Al rato ella tratando de recordar los rasgos de él forzando una imagen que todavía manchaba de tinta.  Cuanto más concienzuda era su batalla contra la memoria más se le escapaba él obedeciendo a esa ley que dicta que las remembranzas viven a su aire y se dejan caer cuando quieren. Recordó también  haber sentido cierta vergüenza por ello. Temía no  reconocerlo en caso de volver a cruzárselo nuevamente. Cayó además en que, al principio, no había reparado nunca en que faltase o estuviese. Le daba igual.  No le importaba no verlo y, si lo veía pues, oye, muy bien. Regresó al día que le picó el gusanillo de su nombre. Aquella frase maldita, “¿pero tú lo has visto bien?” que, efectivamente, la hizo ver bien y enamorarse. Una conversación descuidada que, como un café bien amargo, le abría los ojos y las ganas. Una charla irreverente, reveladora y catastrófica al mismo tiempo pues,  a partir de  sería como un plato de ostras. Y Cris era alérgica a las ostras. Se le hinchaba la cara y el pecho se le llenaba manchas y ronchas. Él sería, aunque en ese momento todavía lo ignoraba, como una de esas ostras que hacían que se le inflamaran los párpados. Quizá la peor ostra de la historia de las ostras. Se asustó pensando en cómo aquellas seis palabras unidas de manera casual pero intencionada la habían llevado a buscarlo por un terreno vedado donde él ya paseaba abrazado a alguien,  felizmente inmerso en ese fluir intenso de energías que se desprende de los cuerpos enamorados. Y se odió todavía más al recordarlo así y verlo ahora en la misma calle asido a otra mano. Apoyado. Guiando y dejándose guiar. Amando.

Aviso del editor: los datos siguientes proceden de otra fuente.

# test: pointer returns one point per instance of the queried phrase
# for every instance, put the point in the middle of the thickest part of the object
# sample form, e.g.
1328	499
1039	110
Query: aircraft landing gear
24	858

Ella, que había sucumbido a él y a sus juegos, veía ahora todo aquello como una tela de araña mojada a punto de romperse en el centro. ¿Promesas? ¿Y qué importaban las promesas ahora? Las promesas se habían convertido en hilos deformes que la habían mantenido enganchada hasta ese día.  Hasta ese preciso instante en que pudo comprobar con sus propios ojos que no era ella el objeto de un” podríamos quedar” o de ese sutil y mágico “tengo ganas de verte”; tampoco de un tierno “me gustas” ni de la sensualidad de un  “me muero de ganas de besarte”. Mucho menos de ese “te quiero” odioso que le era ahora tan ajeno y tanto se le había resistido. Ahora lo sabía.

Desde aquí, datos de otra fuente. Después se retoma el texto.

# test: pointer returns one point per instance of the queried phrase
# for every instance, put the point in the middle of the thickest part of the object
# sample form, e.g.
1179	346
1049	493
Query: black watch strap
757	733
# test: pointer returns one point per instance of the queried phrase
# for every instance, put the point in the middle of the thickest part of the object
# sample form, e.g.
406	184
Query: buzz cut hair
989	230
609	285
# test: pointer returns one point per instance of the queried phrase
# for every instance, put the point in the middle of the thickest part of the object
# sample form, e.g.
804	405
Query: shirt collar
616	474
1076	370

Pues allí estaba Cris, de Cristina, al otro lado de la plaza, a la vista de todos y de nadie, a la vista de ella misma, con el piloto rojo encendido, deseando sobre todas las cosas ser esa otra que no era otra porque la otra era ella, Cris, y no Nuria, la dueña de la mano asida, y deseando a la vez no serlo, para tener plena libertad de maldecirlo también a él, a Martín, sin ningún tipo de tapujo ni reparo. Odiar sin culpas a aquel chico a todas luces hombre de mirada nostálgica y con una fuerte tendencia a la melancolía y a la mentira. Ahora lo sabía. Aquella mueca risueña hecha para la serenidad y el acune. Para la calma y el desarme. Por lo visto también para el embuste. Aquellos ojos de niño errante que ya no lo era porque paseaban de la mano de otra que no era otra porque la otra era ella, la chica a la que un puñado de ostras le habían perforado estómago, alma y gaznate.

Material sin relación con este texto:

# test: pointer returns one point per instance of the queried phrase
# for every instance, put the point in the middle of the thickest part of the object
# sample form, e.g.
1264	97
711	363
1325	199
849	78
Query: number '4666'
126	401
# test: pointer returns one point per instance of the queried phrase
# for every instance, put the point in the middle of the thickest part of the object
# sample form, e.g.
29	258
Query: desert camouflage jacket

Y regresó de nuevo el día en que lo vio por primera vez aunque sólo fuese  para volver a olvidar su cara y se odió por dentro por recordarlo tanto y dejarse llevar por seis  simples palabras y le dolió el pecho y la lengua se le puso azul y después nácar y cruzó la calle sin mirar ni ver y se oyó un ruido seco como el de un quebrar de huesos ...
Se despidió del asfalto con un beso en una última muestra de amor despistada. Saboreó alquitrán duro sin darse cuenta de cómo sus zapatos, aún tibios, rodaban en estado de anarquía por el suelo de la plaza.

La vieron inmóvil y paralela al cielo. La vieron helada.